Abstract
Purpose :
To use magnetic resonance imaging (MRI) to noninvasively measure changes in steady-state free and total water gradients in human lenses in vivo with advancing age.
Methods :
57 subjects aged 18 to 86 years were recruited under approval from the University of Auckland Human Subjects Ethics Committee (#017162), fitted with a 32-channel head receiver coil and placed in a 3 Tesla clinical MR scanner. MRI scans of the crystalline lens were obtained using a volumetric interpolated breath-hold examination (VIBE) sequence with dual flip angles, then corrected for field inhomogeneity post-acquisition with a B1-map obtained using a TurboFLASH sequence. Corrected lens free water (T1) and total water (PD) maps were then calculated using an established MRI signal equation (Blüml et al., 1993; Deoni et al., 2003). PD values were normalised to an external water reference included in the scanner. Free and total water profiles along the lens optical axis were extracted using MATLAB custom-written software and the age-dependent changes in parameters determined by linear regression.
Results :
No significant changes to either the profile shape or amount of total water in different regions of the lens was observed with age (all p > 0.05). Unlike total water, which was linearly distributed across the lens, a gradient in free water that was highest in the periphery and lowest in the central region was observed in all lenses.

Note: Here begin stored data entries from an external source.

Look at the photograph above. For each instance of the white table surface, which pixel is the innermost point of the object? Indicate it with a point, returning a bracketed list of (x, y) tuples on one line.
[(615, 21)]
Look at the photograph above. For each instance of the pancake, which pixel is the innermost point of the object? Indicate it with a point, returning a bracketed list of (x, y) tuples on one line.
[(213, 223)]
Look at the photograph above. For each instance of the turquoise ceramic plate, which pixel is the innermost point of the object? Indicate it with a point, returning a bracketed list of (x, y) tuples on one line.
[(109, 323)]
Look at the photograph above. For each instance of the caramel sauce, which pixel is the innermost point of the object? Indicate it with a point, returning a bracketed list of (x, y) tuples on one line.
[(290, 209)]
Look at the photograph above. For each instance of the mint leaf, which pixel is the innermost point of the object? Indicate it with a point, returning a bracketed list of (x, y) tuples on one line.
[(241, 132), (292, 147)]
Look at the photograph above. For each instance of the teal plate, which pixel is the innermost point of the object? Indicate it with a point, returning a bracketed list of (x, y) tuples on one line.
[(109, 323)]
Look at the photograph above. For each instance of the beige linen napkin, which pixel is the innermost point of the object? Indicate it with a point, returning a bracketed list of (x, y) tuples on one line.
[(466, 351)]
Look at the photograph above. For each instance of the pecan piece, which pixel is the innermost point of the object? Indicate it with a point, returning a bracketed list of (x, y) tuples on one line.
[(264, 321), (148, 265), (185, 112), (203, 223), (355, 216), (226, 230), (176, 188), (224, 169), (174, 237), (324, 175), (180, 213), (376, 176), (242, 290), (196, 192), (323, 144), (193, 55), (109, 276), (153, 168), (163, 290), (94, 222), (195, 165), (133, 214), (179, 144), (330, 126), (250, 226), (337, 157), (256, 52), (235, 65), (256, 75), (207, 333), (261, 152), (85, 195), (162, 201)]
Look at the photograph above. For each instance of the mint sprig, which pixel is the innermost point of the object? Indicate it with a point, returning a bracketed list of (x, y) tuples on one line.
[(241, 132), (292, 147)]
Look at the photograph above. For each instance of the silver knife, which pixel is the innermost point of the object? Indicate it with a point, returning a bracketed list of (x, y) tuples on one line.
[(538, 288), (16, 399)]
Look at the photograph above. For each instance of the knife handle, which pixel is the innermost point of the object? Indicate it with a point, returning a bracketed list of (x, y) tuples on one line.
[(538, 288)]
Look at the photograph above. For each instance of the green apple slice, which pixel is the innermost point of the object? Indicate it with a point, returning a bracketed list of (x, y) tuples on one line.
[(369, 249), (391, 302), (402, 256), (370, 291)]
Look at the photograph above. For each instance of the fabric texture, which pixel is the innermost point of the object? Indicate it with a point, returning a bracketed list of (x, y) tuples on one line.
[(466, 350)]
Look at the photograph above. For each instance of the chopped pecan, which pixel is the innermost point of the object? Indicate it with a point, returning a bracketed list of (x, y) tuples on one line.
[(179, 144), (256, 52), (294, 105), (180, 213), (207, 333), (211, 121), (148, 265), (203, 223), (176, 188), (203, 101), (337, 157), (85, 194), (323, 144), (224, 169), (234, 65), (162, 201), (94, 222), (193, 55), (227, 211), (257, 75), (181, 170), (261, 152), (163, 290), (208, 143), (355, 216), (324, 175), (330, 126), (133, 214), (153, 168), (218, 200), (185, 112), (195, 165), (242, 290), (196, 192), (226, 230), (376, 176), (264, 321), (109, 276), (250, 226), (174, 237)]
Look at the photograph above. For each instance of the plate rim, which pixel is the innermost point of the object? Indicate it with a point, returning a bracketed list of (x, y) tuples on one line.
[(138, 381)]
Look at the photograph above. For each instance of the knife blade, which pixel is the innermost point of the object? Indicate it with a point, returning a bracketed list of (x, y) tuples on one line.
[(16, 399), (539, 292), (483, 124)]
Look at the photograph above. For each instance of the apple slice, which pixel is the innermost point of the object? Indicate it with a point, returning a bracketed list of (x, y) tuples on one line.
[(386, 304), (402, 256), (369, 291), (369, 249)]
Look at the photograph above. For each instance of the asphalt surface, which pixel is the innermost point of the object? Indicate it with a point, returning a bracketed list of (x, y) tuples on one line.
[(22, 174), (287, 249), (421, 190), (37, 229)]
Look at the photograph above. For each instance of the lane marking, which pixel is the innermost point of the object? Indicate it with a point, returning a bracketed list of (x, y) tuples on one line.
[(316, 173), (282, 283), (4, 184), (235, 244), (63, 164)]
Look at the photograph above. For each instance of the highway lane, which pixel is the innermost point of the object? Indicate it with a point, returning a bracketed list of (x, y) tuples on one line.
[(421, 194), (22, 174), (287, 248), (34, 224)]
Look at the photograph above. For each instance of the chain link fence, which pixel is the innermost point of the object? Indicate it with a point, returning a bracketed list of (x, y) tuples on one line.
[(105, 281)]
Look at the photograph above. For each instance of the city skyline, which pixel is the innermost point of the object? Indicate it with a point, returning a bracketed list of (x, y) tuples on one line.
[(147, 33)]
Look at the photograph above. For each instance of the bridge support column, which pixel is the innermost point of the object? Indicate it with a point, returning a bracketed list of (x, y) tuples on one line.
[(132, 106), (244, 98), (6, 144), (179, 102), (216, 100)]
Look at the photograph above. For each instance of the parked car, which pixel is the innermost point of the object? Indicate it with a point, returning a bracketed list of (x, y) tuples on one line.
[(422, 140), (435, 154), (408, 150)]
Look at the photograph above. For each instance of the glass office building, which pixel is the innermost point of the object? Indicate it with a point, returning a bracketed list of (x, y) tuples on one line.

However, with advancing age, this free water gradient collapsed from an initial parabolic shape in young lenses to one with an enhanced central plateau in older lenses, as indicated by significant increases in the values of the profile shape parameter with age (anterior: 0.067/year, p = 0.004; posterior: 0.050/year, p = 0.020). Furthermore, with advancing age a significant increase in central free water content was also observed (1.932 ms/year, p = 0.022).
Conclusions :
MRI can successfully map free and total water distributions of in vivo human lenses. The observation that the steady-state free, but not total, water gradient of the lens collapses with age raises the possibility that age-dependent changes to the way lens proteins bind water is an underlying cause of changes to lens optics and therefore overall vision that is observed as we age.
This is a 2021 ARVO Annual Meeting abstract.